A sus 75 años, luego de haber sido gobernador, senador, diputado federal y local, y todo lo que se puede ser en una longeva carrera política que nunca fue manchada por el tufo de la corrupción, la designación de Melquiades Morales como Embajador en Costa Rica es el broche de oro, un ingreso dignísimo al cementerio de los elefantes que es el Servicio Exterior.
A sus 56 años, con la derrota fresca en la batalla por la gubernatura del 2016, con la tentación a la vista de contender nuevamente por un cargo de relevancia en Puebla en unos cuantos meses, siendo todavía senadora en funciones, vicepresidenta de la Cámara Alta y presidenta del Parlatino, la supuesta designación de Blanca Alcalá como embajadora de Colombia es un retiro prematuro con olor a exilio.
En la tradición priista, las embajadas para políticos sólo tienen dos significados: jubilación dorada o exilio. O como diría un tricolor en los años dorados del partidazo: una embajada se acepta pero no se agradece.
La versión de la designación difundida por Mario Alberto Mejía, ocurre cuando según otros columnistas como Jorge Rodríguez, se cocinaba un acuerdo interno entre Blanca Alcalá y Enrique Doger como punteros en las encuestas, para repartirse la candidatura al gobierno y la alcaldía de Puebla capital, desplazando de la negociación a Lastiri.
De ser cierto ese acuerdo con Doger, la embajada llega en el peor momento, cuando a la senadora ya se le había despertado el ‘apetito’ por volver a contender por la gubernatura.

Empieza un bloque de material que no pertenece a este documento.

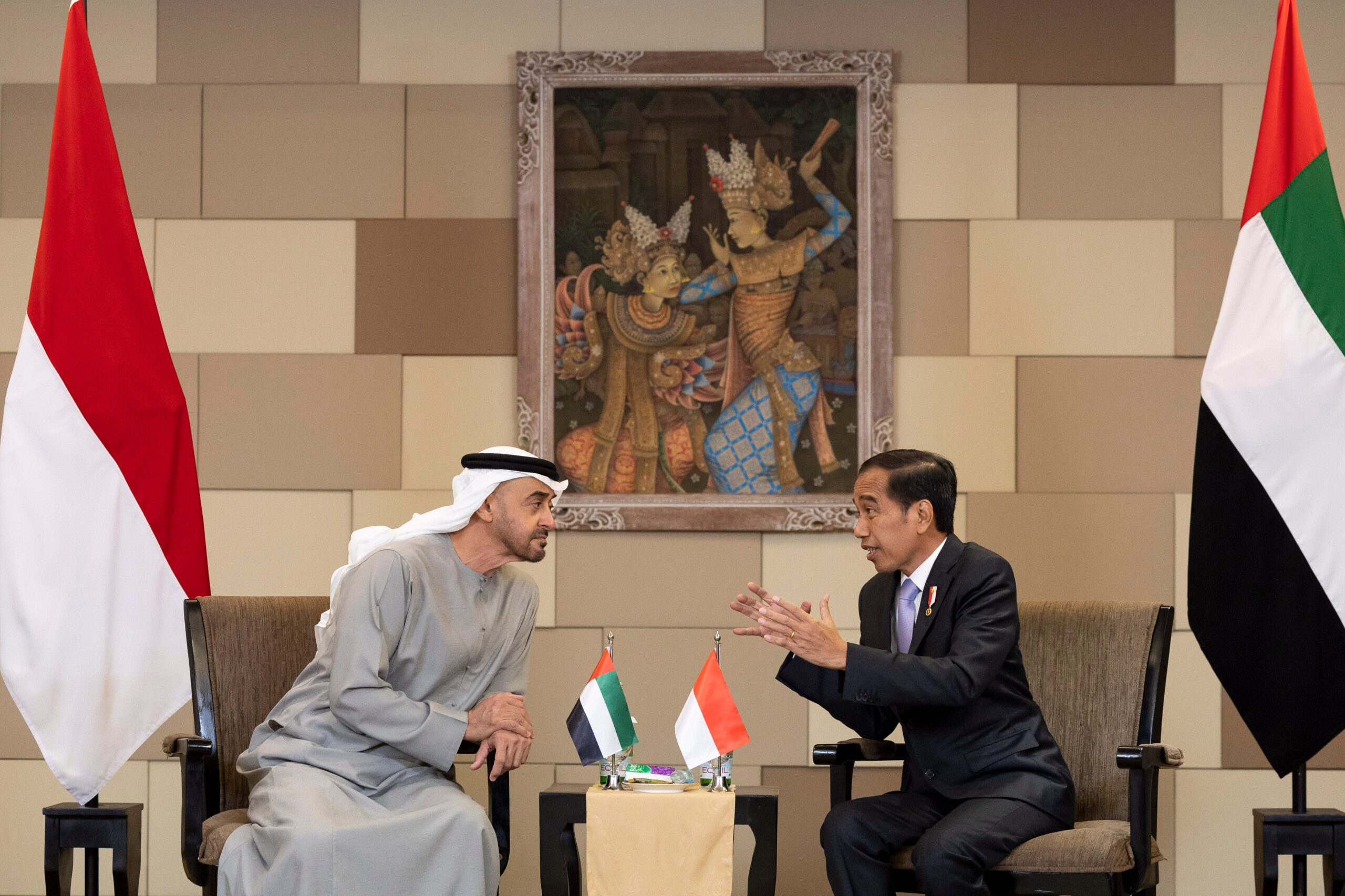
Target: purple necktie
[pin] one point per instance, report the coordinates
(907, 614)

En ese sentido, enviarla a Colombia tiene un objetivo claro: exiliarla para sacarla de la jugada del 2018.
Incluso podría pensarse en un castigo desde Los Pinos, aunque se sabe la estima que Peña Nieto le tiene gracias a los buenos oficios de su padrino Emilio Gamboa. Blanca, además, fue multipremiada con la derrota, aunado a que el cochinito de la campaña nunca fue auditado, inmediatamente la colocaron en una vicepresidencia del Senado, le regresaron la presidencia del Parlatino y hasta la incluyeron en el CEN de Enrique Ochoa Reza con una cartera sin importancia.
Pero en los círculos de poder saben que Blanca no ha digerido la derrota, y que el destinatario de sus odios es Juan Carlos Lastiri, a quien culpa de abandonarla pese a que le prometió un fuerte activismo de su estructura. Más que a Doger, a quien en realidad la senadora aborrece es al subsecretario de la Sedatu que a la cara le ha prometido darle el mismo trato en 2018.

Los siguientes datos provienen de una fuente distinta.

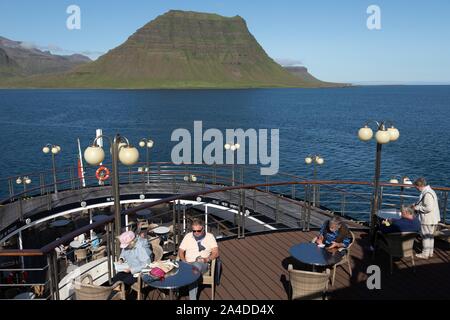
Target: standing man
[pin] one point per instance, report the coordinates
(198, 248)
(428, 209)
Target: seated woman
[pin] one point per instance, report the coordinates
(407, 223)
(334, 234)
(135, 253)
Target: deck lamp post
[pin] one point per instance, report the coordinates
(315, 160)
(233, 148)
(53, 150)
(147, 144)
(190, 178)
(128, 155)
(383, 136)
(25, 181)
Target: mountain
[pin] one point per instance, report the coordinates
(8, 67)
(32, 61)
(181, 49)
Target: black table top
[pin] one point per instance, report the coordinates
(100, 217)
(185, 275)
(146, 213)
(310, 253)
(59, 223)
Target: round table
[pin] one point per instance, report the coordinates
(161, 231)
(99, 217)
(59, 223)
(185, 275)
(144, 214)
(389, 214)
(310, 253)
(25, 296)
(76, 244)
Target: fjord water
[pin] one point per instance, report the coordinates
(324, 121)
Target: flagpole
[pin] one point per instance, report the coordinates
(80, 159)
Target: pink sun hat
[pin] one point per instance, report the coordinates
(126, 238)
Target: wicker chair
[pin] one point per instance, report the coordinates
(209, 277)
(308, 285)
(98, 253)
(142, 224)
(398, 245)
(81, 254)
(345, 260)
(443, 233)
(89, 291)
(158, 253)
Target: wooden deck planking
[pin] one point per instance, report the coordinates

Aferrada a la violencia de género como causa de su derrota, Blanca se niega a ver los números que sí tienen Presidencia y el CEN tricolor: por sus altísimos negativos, una segunda candidatura es inviable, pese a que Blanca empezó a darse ánimos en los dos últimos meses. Ella se entusiasmó pensando que el aparato morenovallista no va a tener la potencia, y que los poblanos van a comprarle el papel de víctima de una conspiración que la hundió sólo por ser mujer.
Blanca niega la realidad: si una parte importante de la derrota fue provocada por la desorganización de su campaña que nunca tuvo pies ni cabeza —con Estefan y Armenta al frente—, la principal causa fueron las acusaciones de corrupción que nunca pudo aclarar referente a que no era tan blanca como presumía.
Sus constructoras, gasolinera, casas y como guinda del pastel, su Casa Blanca obsequio de los constructores favoritos en su trienio. Primero dejó correr los temas pensando que no iban a afectarle, luego se defendió diciendo que eran medias verdades, y cuando quiso empezar a aclarar, la campaña se había terminado.
Quizá en Los Pinos, o en el CEN de Ochoa Reza, se detectó que Blanca buscaría competir otra vez pese a sus altísimos negativos, o que sin competir, haría todo lo posible por hundir a Lastiri.
Ella no lo ve, aunque sus amigos en el poder lo saben: Blanca ya no suma y llegó la hora de enviarla al cementerio de los elefantes a la tierna edad de 56 años y una derrota tremenda a sus espaldas.